The president gripped the podium. I saw his throat working as he swallowed once, twice, and then began to speak. "After careful consideration, I have decided not to seek my party's nomination for a second term as president," he said. "I have made this decision after lengthy and prayerful personal reflection, and a desire to do what is right, not only for this country, but for..." His throat worked again. "For my family. I have caused them pain--my wife, my children, the people who have seen me at my lowest and loved me nevertheless." He looked down at his notes, then looked up again, clenching his jaw. "I ask the media and the public to respect our privacy during this difficult time. Godspeed, and God bless America."

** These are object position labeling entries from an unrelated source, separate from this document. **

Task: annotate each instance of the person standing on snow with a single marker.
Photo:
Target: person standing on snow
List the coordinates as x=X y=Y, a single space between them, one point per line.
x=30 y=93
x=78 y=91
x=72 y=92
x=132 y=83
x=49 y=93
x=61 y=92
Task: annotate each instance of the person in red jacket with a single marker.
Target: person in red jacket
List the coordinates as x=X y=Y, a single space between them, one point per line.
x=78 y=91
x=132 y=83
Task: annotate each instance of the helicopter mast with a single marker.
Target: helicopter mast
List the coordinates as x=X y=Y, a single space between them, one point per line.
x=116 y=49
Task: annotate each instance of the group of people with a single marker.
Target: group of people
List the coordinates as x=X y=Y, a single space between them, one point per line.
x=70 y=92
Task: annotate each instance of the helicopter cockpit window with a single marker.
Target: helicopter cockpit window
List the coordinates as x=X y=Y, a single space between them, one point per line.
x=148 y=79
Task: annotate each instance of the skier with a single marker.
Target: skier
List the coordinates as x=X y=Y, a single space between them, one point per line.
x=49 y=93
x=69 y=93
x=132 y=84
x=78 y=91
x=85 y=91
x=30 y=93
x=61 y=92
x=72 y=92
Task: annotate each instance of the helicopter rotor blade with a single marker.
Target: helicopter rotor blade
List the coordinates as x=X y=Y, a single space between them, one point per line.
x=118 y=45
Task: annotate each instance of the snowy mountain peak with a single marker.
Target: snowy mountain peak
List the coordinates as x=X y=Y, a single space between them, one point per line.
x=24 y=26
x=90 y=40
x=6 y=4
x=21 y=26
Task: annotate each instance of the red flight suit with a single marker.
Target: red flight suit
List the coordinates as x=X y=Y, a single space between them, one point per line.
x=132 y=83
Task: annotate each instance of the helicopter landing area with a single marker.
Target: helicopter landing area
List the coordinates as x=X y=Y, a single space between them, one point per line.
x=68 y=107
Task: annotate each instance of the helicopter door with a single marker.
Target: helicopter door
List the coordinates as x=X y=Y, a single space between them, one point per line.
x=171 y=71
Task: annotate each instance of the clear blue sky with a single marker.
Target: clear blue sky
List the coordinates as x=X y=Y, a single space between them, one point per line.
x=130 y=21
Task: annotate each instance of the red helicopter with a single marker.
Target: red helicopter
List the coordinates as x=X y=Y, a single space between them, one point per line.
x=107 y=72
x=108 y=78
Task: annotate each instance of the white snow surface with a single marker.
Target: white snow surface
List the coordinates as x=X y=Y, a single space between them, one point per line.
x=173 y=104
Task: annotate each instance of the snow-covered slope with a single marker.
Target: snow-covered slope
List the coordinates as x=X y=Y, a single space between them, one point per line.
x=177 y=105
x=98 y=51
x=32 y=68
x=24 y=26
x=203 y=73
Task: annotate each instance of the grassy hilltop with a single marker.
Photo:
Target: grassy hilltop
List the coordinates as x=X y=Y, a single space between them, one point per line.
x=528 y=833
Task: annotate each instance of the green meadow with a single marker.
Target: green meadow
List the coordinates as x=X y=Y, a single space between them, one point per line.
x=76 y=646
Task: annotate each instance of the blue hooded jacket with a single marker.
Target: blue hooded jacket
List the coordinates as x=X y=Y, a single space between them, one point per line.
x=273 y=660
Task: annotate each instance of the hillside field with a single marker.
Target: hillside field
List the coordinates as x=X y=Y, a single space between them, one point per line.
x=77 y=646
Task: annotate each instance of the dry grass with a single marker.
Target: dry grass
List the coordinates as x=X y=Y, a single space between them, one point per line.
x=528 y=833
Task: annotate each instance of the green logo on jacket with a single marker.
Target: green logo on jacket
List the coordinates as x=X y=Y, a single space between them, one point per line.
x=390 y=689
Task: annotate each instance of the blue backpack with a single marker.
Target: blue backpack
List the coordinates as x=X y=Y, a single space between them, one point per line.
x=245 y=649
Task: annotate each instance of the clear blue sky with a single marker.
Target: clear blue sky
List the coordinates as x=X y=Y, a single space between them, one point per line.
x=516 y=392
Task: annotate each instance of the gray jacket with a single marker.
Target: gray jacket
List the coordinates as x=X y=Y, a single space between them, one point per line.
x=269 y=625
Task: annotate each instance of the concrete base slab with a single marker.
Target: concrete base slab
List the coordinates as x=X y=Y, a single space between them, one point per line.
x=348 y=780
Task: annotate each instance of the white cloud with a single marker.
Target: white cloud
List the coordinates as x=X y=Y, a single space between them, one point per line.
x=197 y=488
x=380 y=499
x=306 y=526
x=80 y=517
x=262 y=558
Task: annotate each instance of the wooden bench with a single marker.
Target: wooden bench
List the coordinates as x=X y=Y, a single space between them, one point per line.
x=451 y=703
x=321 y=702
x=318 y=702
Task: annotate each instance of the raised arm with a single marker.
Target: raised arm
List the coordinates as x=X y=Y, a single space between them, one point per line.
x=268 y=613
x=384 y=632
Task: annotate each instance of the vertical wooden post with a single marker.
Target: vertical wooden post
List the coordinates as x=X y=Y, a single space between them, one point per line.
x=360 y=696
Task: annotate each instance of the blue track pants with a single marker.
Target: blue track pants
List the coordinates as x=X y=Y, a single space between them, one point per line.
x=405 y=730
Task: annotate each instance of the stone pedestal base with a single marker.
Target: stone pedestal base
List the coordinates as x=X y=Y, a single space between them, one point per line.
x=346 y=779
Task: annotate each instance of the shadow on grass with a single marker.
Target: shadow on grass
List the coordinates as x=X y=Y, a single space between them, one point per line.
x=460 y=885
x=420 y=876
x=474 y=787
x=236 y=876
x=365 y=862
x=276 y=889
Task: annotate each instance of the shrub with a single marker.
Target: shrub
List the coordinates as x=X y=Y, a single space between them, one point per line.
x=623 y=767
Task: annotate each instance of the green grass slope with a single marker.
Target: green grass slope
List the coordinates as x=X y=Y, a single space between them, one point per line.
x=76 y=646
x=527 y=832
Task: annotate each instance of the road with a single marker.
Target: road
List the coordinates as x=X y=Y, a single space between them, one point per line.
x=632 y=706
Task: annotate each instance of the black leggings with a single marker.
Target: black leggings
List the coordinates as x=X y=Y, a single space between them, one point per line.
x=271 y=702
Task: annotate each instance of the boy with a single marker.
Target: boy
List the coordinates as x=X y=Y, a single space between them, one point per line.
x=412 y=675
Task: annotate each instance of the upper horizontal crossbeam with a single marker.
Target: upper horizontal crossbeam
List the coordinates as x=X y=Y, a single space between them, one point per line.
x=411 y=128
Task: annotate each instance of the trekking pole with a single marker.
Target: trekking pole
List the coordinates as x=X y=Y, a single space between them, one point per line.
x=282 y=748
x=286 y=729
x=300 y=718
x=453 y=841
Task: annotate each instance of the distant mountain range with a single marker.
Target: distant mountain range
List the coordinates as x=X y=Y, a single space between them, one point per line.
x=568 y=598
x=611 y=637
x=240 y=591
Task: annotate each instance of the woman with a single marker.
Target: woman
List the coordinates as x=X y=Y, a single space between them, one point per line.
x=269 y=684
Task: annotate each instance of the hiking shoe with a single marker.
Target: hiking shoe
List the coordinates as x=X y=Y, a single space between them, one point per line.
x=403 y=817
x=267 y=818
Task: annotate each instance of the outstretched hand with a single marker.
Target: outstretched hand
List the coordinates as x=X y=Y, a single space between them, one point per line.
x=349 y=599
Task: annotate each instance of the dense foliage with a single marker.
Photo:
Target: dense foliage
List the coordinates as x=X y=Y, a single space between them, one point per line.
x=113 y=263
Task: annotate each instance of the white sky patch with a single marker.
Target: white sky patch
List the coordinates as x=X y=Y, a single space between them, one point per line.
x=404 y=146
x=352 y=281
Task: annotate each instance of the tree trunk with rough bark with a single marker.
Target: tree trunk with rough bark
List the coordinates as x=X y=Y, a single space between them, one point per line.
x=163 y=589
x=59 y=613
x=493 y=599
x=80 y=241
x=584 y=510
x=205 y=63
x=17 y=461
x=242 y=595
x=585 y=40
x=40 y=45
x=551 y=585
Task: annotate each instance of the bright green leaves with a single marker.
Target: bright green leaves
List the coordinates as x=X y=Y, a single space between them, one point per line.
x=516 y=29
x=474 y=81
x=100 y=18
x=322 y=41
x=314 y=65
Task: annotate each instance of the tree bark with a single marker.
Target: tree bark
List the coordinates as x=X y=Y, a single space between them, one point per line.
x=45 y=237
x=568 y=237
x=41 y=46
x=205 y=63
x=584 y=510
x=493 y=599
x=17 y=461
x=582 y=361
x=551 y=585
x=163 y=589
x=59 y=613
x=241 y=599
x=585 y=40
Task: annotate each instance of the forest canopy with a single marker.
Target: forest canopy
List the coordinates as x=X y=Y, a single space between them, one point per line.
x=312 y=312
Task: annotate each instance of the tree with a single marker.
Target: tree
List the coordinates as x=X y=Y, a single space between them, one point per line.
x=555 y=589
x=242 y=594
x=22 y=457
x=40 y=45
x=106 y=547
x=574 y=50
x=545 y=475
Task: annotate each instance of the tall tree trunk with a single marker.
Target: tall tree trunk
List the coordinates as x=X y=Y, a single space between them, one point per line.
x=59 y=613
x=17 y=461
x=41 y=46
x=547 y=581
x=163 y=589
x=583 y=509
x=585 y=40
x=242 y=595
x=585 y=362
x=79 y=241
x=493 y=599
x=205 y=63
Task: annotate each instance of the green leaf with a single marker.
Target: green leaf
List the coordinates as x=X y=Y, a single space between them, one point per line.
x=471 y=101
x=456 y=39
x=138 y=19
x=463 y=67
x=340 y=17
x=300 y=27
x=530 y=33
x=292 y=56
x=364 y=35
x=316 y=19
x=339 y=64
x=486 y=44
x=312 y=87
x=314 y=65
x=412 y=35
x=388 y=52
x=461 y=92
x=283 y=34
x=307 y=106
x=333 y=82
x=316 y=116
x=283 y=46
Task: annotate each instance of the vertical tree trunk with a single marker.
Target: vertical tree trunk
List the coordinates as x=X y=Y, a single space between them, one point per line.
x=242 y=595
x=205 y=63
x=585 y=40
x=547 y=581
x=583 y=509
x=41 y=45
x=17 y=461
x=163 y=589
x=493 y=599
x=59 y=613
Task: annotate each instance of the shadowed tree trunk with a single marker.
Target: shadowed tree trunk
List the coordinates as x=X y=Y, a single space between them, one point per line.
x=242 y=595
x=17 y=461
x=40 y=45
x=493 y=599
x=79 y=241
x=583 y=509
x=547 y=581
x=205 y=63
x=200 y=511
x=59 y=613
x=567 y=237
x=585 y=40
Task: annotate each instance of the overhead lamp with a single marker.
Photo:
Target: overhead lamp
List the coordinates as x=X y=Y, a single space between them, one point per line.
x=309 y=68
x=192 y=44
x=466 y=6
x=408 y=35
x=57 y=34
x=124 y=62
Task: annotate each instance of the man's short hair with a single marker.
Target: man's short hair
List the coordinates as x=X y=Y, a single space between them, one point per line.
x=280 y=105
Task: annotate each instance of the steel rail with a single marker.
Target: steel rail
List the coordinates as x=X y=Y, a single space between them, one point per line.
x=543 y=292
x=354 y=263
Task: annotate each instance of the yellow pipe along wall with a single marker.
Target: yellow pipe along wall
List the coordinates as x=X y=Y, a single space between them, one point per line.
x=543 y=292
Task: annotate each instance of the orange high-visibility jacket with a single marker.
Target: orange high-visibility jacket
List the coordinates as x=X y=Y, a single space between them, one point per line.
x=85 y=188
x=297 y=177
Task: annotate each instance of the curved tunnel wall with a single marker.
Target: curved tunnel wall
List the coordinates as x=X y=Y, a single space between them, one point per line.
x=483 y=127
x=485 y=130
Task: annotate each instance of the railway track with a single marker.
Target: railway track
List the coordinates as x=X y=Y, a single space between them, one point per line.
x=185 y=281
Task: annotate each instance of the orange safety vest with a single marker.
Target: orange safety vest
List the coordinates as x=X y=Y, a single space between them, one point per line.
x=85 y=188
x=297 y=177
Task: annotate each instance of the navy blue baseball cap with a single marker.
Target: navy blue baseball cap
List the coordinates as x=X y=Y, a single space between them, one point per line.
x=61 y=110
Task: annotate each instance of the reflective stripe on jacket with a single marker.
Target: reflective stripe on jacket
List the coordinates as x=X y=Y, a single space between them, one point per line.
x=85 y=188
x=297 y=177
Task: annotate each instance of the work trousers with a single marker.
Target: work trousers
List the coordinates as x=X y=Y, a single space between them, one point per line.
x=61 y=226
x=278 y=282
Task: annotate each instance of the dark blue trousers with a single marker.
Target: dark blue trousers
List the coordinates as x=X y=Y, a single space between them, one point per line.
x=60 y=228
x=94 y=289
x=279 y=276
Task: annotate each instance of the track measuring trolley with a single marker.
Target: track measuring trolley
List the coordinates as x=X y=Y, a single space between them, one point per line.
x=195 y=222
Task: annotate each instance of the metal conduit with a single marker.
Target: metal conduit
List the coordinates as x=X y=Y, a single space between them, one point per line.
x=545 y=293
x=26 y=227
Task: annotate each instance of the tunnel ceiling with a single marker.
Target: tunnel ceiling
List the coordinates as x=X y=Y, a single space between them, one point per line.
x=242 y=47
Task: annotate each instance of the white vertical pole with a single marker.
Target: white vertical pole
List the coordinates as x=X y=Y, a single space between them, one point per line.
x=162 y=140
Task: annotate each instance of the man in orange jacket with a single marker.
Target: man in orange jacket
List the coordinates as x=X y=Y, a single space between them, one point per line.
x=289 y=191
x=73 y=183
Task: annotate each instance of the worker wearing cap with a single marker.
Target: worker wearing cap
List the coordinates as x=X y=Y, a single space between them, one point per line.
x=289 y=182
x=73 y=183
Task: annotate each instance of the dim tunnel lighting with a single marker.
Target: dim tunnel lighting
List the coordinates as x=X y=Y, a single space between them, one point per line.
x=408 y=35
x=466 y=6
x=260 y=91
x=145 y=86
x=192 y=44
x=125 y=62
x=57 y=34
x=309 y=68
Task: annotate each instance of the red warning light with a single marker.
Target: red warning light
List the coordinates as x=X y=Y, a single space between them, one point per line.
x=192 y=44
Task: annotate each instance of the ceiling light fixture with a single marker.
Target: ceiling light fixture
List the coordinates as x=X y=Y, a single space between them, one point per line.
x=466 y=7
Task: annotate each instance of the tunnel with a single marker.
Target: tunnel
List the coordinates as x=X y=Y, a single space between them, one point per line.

It was a moment before the anchor's voice came on again, and in that moment, I stared at the face on the screen as the camera lingered. I considered the high cheekbones, the cleft chin, the blue eyes that gleamed as he bowed his head over t
he podium. Eyes, a poet might have said, the blue of pansies...or of cornflowers.
"Well," the anchor spluttered, clearly off balance. "Well, Peter, I'm not quite sure what to make of this. Have we heard any news about a possible medical condition?"
"He wishes," Janie said in my ear. "Cops found the dealer last night."
"The president's dealer?"
"No, President Stuart was already a congressman then. He knew better than to buy his own junk. He had his little brother get it for him--you know, the one who spent the entire last decade in and out of rehab. Thirty years ago. Two hundred dollars of uncut China white and bye-bye, inconvenient woman and illegitimate kid."
I stared blankly at the empty podium on the television screen, picturing the note I'd found in Kitty's dresser drawer. Stuart 1968.
"Mommy?" Sophie tugged my hand.
"I should go." I told Janie.
"Stay tuned," she said, sounding almost giddy. "Breaking news. Developing fast. I've got to go get my hair blown out. CNN just called."
I told her goodbye, hung up the telephone, and flicked the television into silence. Bonnie's voice echoed in my head. She told me that she was getting to the end of it...and Joel Asch's voice joined hers. Writing for us gave Kitty access, he'd told me. You can interview senators. Even presidents.